Joseph Peter Vaghi Jr. was born June 27, 1920, in Bethel, Conn., the son of Italian immigrants and the third of nine children. All six boys in the family served in the U.S. military during or immediately after World War II. All made it home safely.
Mr. Vaghi was discharged from the Navy in 1947 with the rank of lieutenant commander and remained in the Navy Reserve until 1959.
Before the war, he had attended Rhode Island’s Providence College on a football scholarship and received a bachelor’s degree in philosophy in 1942. His wartime knee injury ruined his hopes for a career in athletics.
Having worked in his father’s cabinetry shop growing up, he decided to pursue a career in draftsmanship and design, and he received a bachelor’s degree in architecture from Catholic University in 1952.
After graduation, he settled in Montgomery County and founded a Bethesda architecture firm, Joseph P. Vaghi and Associates, which he operated for more than four decades. His specialties included restoration. In addition to his work in the Washington area, he was a consultant for the National World War II Museum in New Orleans.
His wife of 57 years, Agnes E. Crivella Vaghi, died in 2004.
Survivors include four sons, Monsignor Peter J. Vaghi, the pastor of Little Flower Catholic Parish in Bethesda, Dr. Vincent J. Vaghi and Joseph P. Vaghi III, both of Potomac, and Nino R. Vaghi of Kensington; two sisters; and six grandchildren.

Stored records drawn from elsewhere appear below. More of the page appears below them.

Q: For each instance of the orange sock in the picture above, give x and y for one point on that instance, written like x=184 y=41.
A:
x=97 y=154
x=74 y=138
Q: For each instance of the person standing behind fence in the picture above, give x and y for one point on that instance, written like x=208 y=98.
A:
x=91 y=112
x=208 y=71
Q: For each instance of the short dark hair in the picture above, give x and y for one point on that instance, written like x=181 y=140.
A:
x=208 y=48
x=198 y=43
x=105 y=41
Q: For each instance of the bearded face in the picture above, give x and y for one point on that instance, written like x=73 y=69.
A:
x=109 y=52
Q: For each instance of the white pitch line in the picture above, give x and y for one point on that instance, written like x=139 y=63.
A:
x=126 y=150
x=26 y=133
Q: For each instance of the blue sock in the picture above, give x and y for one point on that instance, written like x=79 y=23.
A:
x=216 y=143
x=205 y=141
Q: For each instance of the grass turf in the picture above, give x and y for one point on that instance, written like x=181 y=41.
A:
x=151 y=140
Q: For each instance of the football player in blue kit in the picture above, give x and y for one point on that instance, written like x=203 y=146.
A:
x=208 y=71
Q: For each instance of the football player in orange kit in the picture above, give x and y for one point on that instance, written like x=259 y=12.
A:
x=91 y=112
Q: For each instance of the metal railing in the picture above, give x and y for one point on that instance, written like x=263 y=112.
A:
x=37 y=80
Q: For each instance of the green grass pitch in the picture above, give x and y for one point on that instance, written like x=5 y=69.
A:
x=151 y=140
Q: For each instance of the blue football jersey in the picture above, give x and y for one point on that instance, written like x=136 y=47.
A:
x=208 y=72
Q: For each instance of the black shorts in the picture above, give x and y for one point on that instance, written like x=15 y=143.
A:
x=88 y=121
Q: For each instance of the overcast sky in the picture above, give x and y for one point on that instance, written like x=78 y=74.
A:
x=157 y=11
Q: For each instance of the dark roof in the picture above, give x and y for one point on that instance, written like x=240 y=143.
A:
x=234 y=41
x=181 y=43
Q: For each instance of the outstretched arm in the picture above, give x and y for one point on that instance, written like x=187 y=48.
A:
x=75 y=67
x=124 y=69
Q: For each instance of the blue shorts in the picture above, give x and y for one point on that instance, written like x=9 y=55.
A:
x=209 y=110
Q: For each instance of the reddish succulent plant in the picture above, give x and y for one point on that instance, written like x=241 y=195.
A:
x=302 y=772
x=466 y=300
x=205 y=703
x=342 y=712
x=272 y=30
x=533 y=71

During the landing on Omaha, an explosion threw a young Navy radio operator, Torre Tobiassen, to the ground. He found himself next to a box of explosives and unable to move. Only four decades later, after a reunion of D-Day veterans, did he learn that Mr. Vaghi had moved the box before it could ignite amid the fire on the beach.
“To me, that was what saved my life,” said Tobiassen, now 87, reached by telephone at his home in River Vale, N.J. “Had they gone up, I would have gone up too.”